When one analyses, assuming a senior citizen is been given a 15% interest on straight-line by the bank, a senior citizen to be liable to tax under the New IRA, should have a deposit of more than Rs. 10 million.

If we analyse the overall thrust of the imposition of income tax on individuals, one could see the policy promotes equity in taxation by providing relief to low income earners and imposing higher burden of tax on high income earners i.e the person with broader shoulders.

However, there is an anomaly when one considers a person who has only bank interest income and the interest is below Rs 500,000 a year, will still be exposed to 5% withholding tax.

Sometimes back, before the introduction of the 2.5% standard rate (prior to 1-4-2015) was to obtain a declaration from the depositor as to the Assessable Income and depending on the Assessable Income to carry out the deduction. It is the abolition of this system that has resulted in inequity to those who have very low interest income only. i.e less than Rs. 500,000 rather than the rate. In my view, the country should go back to the earlier system in relation to bank interest.

Q: What in your view should be an effective tax system for the country?

A: Everyone will agree that there should be substantial reforms in relation to the Sri Lankan tax system. The Sri Lankan tax system has evolved over the years similar to the road network in Colombo.

From time to time we have been taking shortcuts and taking measures looking at the short term instead of working with a strategic plan. As a result resolving the traffic congestion has become a complicated task. In relation to the tax system also, time to time ad hoc measures have been taken by introducing plethora of taxes to the tax system to gather revenue without having a strategic focus for collection of revenue.

As a result we find that there are more than 25 taxes, levies and duties charged by the Commissioner General of Inland Revenue, Director General of Customs level, provincial council and other authorities.

Sometimes, we find numerous taxes being levied and numerous taxes being filed on the same tax base and on the same incidence resulting in duplication and enormous compliance burden. Reforming this system is easier said than done.
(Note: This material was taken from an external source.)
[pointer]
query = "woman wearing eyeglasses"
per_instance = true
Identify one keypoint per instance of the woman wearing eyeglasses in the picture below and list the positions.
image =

When people are discussing about reforming it is apt to refer to an extract from Adam Smith’s wealth of nation on simplification of the tax system in relation taxes “all nations have endevoured, to the best of their judgment, to render their taxes as equal as they could contrive; as certain, as convenient to the contributor, both in time and in the mode of payment and in proportion to the revenue which they brought to the prince, as little burdensome to the people”, Smith goes on to say ‘that most nations have fallen short of the goal’. Hence one should not be excessively critical of the endeavours by the policy makers of Sri Lanka. Having said the above, I must also say that there is a lot of room for improvement in the manner in which the new Act was formulated and implemented.

There is a great need for a ‘National Tax Council’ which can formulate and drive the long term and a short term tax policies in Sri Lanka, which should eliminate all the uncertainties in the tax system in Sri Lanka. The lack of a national tax council is the main reason for the prevailing uncertainties, contradictions and complexities in the tax system.
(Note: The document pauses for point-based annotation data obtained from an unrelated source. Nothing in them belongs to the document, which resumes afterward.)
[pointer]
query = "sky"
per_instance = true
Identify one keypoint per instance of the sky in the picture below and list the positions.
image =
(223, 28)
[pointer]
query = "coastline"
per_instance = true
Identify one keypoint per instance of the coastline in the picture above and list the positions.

“I personally don’t believe politicians and IMF alone have the skill and the capacity to reform the ailing tax system in Sri Lanka. To minimize the injustices being caused to the tax payer and tax payer’s losing confidence in the system there is an absolute need for a ‘Tax Ombudsman’.

“Tax payers can forward their justifiable grievances and find practical solutions with the intervention of a tax ombudsman as opposed to litigation,” he said.